6.6 Cirrus Clouds Radiative Effects in the Present Day Climate and in Response to Cirrus Seeding

Wednesday, 13 January 2016: 11:45 AM
Room 357 ( New Orleans Ernest N. Morial Convention Center)
Blaz Gasparini, ETH Zurich, Zurich, Switzerland; and T. Schaer, A. Meyer, and U. Lohmann

The global radiative properties of cirrus clouds are, together with their formation mechanisms, associated with a high uncertainty. Moreover, the simulated cirrus net warming effect has driven part of the climate engineering research to suggestions that would decrease the cirrus cloud cover and thus cool Earth in a future warmer world.
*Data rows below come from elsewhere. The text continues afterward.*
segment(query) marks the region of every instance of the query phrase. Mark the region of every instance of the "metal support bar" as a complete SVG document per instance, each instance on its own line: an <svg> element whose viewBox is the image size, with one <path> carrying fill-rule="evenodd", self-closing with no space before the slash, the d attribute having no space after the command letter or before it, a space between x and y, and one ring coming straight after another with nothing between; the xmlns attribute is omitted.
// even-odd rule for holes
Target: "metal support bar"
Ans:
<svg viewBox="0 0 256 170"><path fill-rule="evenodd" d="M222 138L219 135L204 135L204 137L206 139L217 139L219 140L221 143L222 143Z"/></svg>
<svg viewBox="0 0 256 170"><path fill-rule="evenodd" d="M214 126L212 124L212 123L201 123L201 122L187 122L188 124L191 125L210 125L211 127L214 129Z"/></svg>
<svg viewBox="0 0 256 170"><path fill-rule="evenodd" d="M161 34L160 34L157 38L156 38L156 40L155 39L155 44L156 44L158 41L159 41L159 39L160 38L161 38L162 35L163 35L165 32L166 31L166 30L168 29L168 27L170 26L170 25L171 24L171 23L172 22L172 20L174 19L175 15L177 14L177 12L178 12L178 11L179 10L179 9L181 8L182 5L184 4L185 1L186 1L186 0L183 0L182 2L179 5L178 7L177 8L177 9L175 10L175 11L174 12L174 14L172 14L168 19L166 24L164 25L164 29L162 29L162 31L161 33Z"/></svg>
Here, we first compare cirrus cloud occurrence and its variability from the ECHAM6-HAM general circulation model with a cirrus cloud occurrence climatology from the 9 years of CALIOP data. CALIOP lidar is part of the Calypso satellite “train”, which is in Earth's orbit since April 2006. Preliminary results show an excellent agreement between the model simulations and the satellite dataset. This gives us confidence that the model correctly captures the main elements of cirrus formation.
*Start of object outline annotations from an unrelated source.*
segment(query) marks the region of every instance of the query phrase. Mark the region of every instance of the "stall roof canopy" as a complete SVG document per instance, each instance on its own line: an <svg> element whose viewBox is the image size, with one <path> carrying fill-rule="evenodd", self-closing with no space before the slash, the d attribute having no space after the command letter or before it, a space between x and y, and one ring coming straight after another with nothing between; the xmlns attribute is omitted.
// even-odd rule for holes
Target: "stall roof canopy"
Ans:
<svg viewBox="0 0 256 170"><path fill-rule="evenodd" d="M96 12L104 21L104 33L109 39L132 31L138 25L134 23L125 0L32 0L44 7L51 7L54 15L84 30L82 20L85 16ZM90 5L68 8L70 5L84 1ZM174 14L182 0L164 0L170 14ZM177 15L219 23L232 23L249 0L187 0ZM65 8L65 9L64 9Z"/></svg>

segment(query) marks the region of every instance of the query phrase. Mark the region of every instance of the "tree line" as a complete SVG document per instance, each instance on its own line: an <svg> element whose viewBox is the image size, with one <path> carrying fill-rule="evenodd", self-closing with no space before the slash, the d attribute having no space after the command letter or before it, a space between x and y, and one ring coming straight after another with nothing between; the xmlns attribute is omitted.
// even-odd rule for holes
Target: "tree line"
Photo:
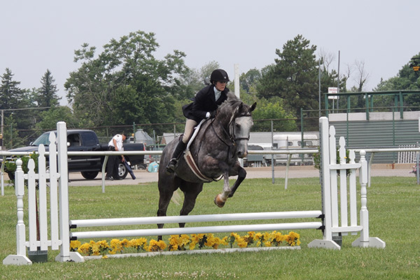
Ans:
<svg viewBox="0 0 420 280"><path fill-rule="evenodd" d="M219 64L214 61L200 69L190 69L186 65L183 52L174 50L159 59L153 55L158 48L155 34L142 31L112 38L100 53L96 47L83 44L74 52L74 62L80 66L69 73L64 85L69 106L59 106L57 85L48 69L41 78L41 86L28 90L20 88L20 83L14 80L12 71L6 68L1 76L0 109L7 127L3 136L12 141L5 146L11 148L24 141L18 131L54 130L60 120L69 128L183 122L182 105L190 102L203 87L203 80ZM319 84L321 92L337 85L340 92L363 90L369 77L364 62L347 66L339 76L330 69L333 55L321 50L317 56L316 50L309 40L298 35L275 50L277 57L272 64L240 76L241 99L247 104L258 102L253 113L255 120L281 119L275 122L276 131L296 131L301 109L318 110ZM412 70L413 63L420 62L419 57L420 52L395 77L381 80L374 90L420 89L419 71ZM351 71L356 72L357 85L347 88ZM234 90L233 86L233 83L228 85L230 90ZM393 100L384 97L378 102L388 106ZM321 108L324 108L323 102L322 98ZM364 106L360 98L351 102L353 107ZM416 96L406 102L420 105ZM270 131L270 126L267 122L257 122L253 130ZM161 125L153 129L159 134L167 132Z"/></svg>

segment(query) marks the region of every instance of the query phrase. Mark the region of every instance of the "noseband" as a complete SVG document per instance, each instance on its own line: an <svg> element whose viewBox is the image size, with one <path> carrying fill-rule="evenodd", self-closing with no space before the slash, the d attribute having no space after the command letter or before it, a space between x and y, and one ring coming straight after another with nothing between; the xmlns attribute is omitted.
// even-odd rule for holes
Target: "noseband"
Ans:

We evaluate cirrus clouds radiative properties and their annual cycle. We estimate how these properties change with the shift of ice nucleation mechanisms from homogeneous-only to heterogeneous-only with several intermediate scenarios that enable the competition between homogeneous and heterogeneous ice nucleation.

As a third step we investigate the radiative impacts of cirrus cloud seeding with varying ice nuclei concentrations and seeding strategies. The main idea is to evaluate if cirrus cloud seeding is a feasible way of counteracting global warming in mid and high-latitudes.